Surreal Female Faces as Modern Witches
The women in Suspiria are not passive figures; they are vessels of power, fear, vulnerability, and revelation. My surreal female faces echo this layered identity. Their expressions remain calm, almost sacred, while their symbolic surroundings shift in response. Their eyes—large, patterned, and quietly intense—carry the same sense of hidden knowledge that defines the film’s protagonists. The figures feel as though they exist inside a ritual space, aware of forces the viewer cannot see. They embody the witchy feminine not through narrative, but through presence: a gaze that knows, a stillness that vibrates, a softness that protects and warns at once.
Transformation as a Feminine Archetype
Transformation lies at the core of both Suspiria films—metamorphosis of body, identity, memory, and allegiance. In my artwork, transformation unfolds symbolically. Faces multiply, merge, or mirror themselves. Botanicals bloom in impossible ways, shifting from delicate to uncanny. Forms overlap as though the portrait is shedding or gaining emotional layers. This multiplicity reflects the essence of the witchy feminine: the ability to hold many truths, many versions of the self, many phases of becoming. The portrait becomes a site of metamorphosis, echoing the film’s obsession with evolution and rebirth.

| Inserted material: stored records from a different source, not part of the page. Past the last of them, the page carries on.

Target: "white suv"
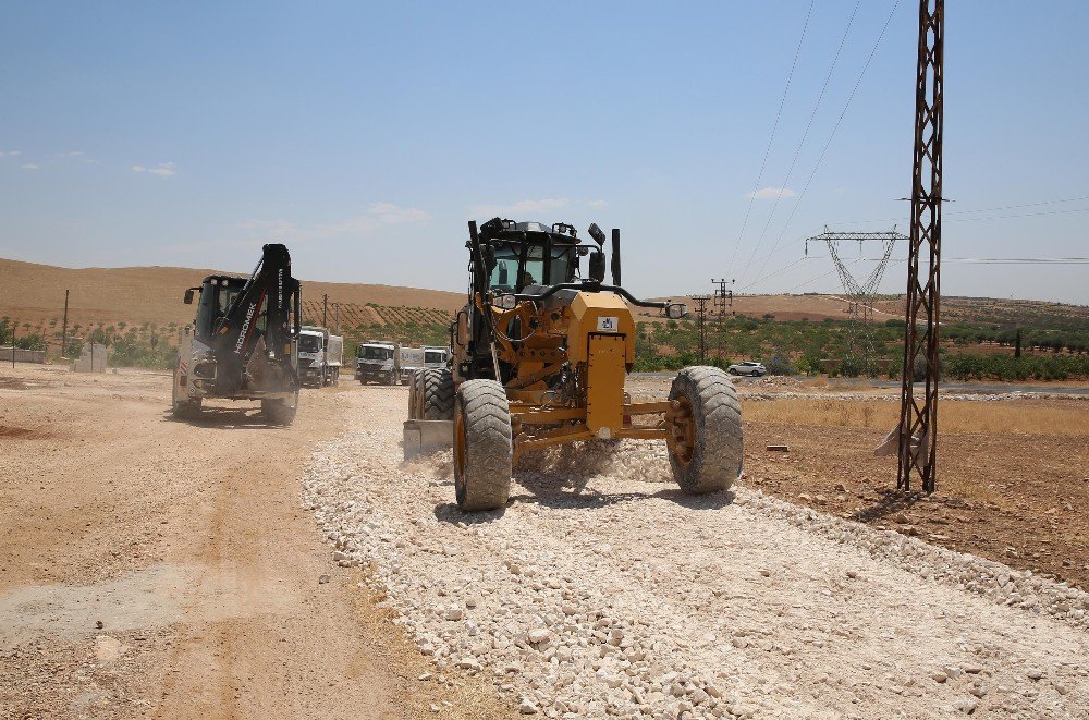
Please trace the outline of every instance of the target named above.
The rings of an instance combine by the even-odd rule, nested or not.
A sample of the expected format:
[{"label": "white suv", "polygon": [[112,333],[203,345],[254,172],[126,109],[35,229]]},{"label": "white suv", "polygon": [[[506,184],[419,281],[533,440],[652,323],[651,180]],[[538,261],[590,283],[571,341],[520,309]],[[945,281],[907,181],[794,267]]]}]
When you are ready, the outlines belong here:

Soft Horror as Emotional Invocation
Suspiria's horror is never purely visual. It is emotional—a slow unease, a ritualistic dread, an intuition that something is happening beneath the surface. My artworks follow a similar path. The horror is soft: a flower too luminous, a shadow too deliberate, an expression too calm to be innocent. These subtle disturbances connect directly to witchcraft’s symbolic traditions, where fear and awe coexist. The portrait becomes a spell made visible, inviting the viewer into an atmosphere where beauty and darkness share the same breath.

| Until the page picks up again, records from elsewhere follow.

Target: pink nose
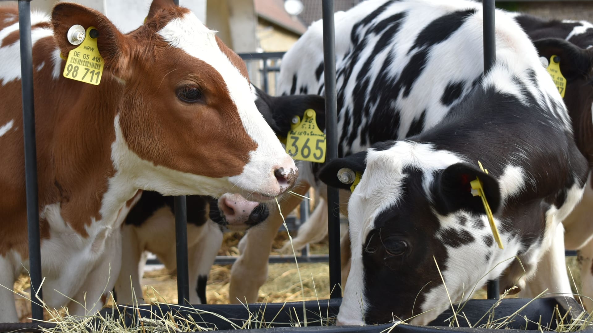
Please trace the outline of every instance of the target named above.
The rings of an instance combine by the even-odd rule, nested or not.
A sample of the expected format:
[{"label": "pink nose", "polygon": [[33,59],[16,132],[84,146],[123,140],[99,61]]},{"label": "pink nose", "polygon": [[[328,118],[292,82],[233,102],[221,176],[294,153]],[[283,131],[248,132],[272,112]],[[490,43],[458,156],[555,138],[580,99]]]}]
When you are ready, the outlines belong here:
[{"label": "pink nose", "polygon": [[225,194],[218,200],[218,208],[224,213],[229,225],[245,223],[259,203],[250,201],[241,194]]}]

The Coven as Emotional Ecosystem
Both films portray the coven as a living organism made of many interconnected forces. In my botanical surrealism, this ecosystem becomes metaphor. Vines that intertwine resemble connections between inner selves. Petals layered around a face suggest emotional protection. Floral structures that repeat or mirror each other evoke a sense of collective consciousness. Instead of witches surrounding the protagonist, the portrait itself becomes the coven—an inner community of instincts, memories, and rituals expressed through symbolic form.

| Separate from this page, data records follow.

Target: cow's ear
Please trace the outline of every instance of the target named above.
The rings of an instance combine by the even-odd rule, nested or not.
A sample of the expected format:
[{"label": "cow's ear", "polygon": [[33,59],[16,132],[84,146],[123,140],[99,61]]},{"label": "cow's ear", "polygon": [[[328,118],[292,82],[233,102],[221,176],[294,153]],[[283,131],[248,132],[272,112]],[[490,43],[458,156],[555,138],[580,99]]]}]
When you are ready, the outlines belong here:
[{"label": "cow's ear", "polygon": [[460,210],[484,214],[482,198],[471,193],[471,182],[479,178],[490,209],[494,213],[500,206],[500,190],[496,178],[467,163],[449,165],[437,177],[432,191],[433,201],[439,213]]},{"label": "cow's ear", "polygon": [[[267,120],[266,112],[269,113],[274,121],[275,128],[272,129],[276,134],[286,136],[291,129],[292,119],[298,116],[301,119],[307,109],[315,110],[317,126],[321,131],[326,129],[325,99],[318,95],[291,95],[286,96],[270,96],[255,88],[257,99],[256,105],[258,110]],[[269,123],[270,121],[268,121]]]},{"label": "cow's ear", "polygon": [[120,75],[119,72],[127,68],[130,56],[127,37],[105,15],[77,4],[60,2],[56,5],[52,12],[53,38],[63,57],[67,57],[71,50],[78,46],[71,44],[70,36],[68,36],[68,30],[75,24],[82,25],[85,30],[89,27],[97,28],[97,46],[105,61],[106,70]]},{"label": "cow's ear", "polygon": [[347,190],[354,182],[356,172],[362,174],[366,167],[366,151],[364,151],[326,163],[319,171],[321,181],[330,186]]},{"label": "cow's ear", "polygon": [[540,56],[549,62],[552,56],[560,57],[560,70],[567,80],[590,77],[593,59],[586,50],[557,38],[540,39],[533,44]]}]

When Witchcraft Becomes Personal Mythmaking
Ultimately, the connection between Suspiria's witchy themes and my surreal portraiture lies in mythmaking. The witch is not a figure of fear; she is a figure of emotional truth. She represents intuition, complexity, multiplicity, and transformation. My portraits channel these qualities through symbolic botanicals, ritual colour, and layered feminine presence. They do not illustrate spells; they feel like them. They become modern dark fairytale figures shaped by inner knowledge—witches of emotion, guardians of shadows, characters born from the depths of the psyche.